The twin effects of plant physiology in the US Southeast and precipitation anomalies caused by atmospheric warming farther north in the Mississippi basin “are both really conspiring to juice up the future flood statistics in equal proportion.”
Lead author Megan Fowler, a former graduate student in Earth system science, says that “for this study, we looked at how climate change will affect future river flows worldwide and found that instead of the usual suspects in the water cycle—changing regional rainfall from global warming or other impacts of more CO2 in the atmosphere—it’s actually how low-latitude vegetation physiology reacts to increased carbon in the air that plays an outsized role in river dynamics.”
The team used widely available tools to draw their conclusions: a hydrodynamic model to provide granular river flow data and the world’s most popular Earth system model, which researchers at the US National Center for Atmospheric Research and the US Department of Energy developed.
“Neither of these are unusual tools,” Pritchard says. “They just happen to have not been linked in this way before.”
Climate models make it possible
One uncommon approach of the study was the isolation of plant physiology effects from those of temperature. The scientists ran experiments in which they ramped up CO2 on the leaves and conducted others in which they added the gas to the atmosphere to make warming happen. Then they did both in tandem to try to determine the factors’ relative contributions to the results.

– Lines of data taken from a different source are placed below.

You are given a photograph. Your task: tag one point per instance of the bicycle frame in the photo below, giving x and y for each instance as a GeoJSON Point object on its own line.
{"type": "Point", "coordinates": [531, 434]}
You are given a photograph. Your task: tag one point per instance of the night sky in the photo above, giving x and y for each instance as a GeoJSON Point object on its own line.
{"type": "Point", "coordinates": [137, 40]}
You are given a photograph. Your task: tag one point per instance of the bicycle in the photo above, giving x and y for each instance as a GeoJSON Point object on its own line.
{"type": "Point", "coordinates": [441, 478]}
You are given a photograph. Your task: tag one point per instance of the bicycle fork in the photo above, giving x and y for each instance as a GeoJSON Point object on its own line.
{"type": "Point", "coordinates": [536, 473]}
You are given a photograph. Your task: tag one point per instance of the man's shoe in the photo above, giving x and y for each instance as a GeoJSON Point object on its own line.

“These are the hand-of-god-type experiments that are the whole point of having climate models,” Pritchard says. “In nature, there’s no way to separate the effects of temperature and leaf physiology with heightened CO2 in the atmosphere, but we can do that quite successfully with our models.
“But now I’m realizing that addressing uncertainties like the actual magnitude of the stomatal effect in tropical ecosystems—where field experiment data is sparse—may be just as important. This is probably behind in terms of scrutiny compared to issues with clouds and rainfall that are better constrained by satellite data. Maybe it’s time to bring it down to Earth.”
Additional coauthors are from the University of Georgia and the University of California, Irvine. The US Department of Energy, the National Science Foundation, NASA, and the Gordon and Betty Moore Foundation funded the work.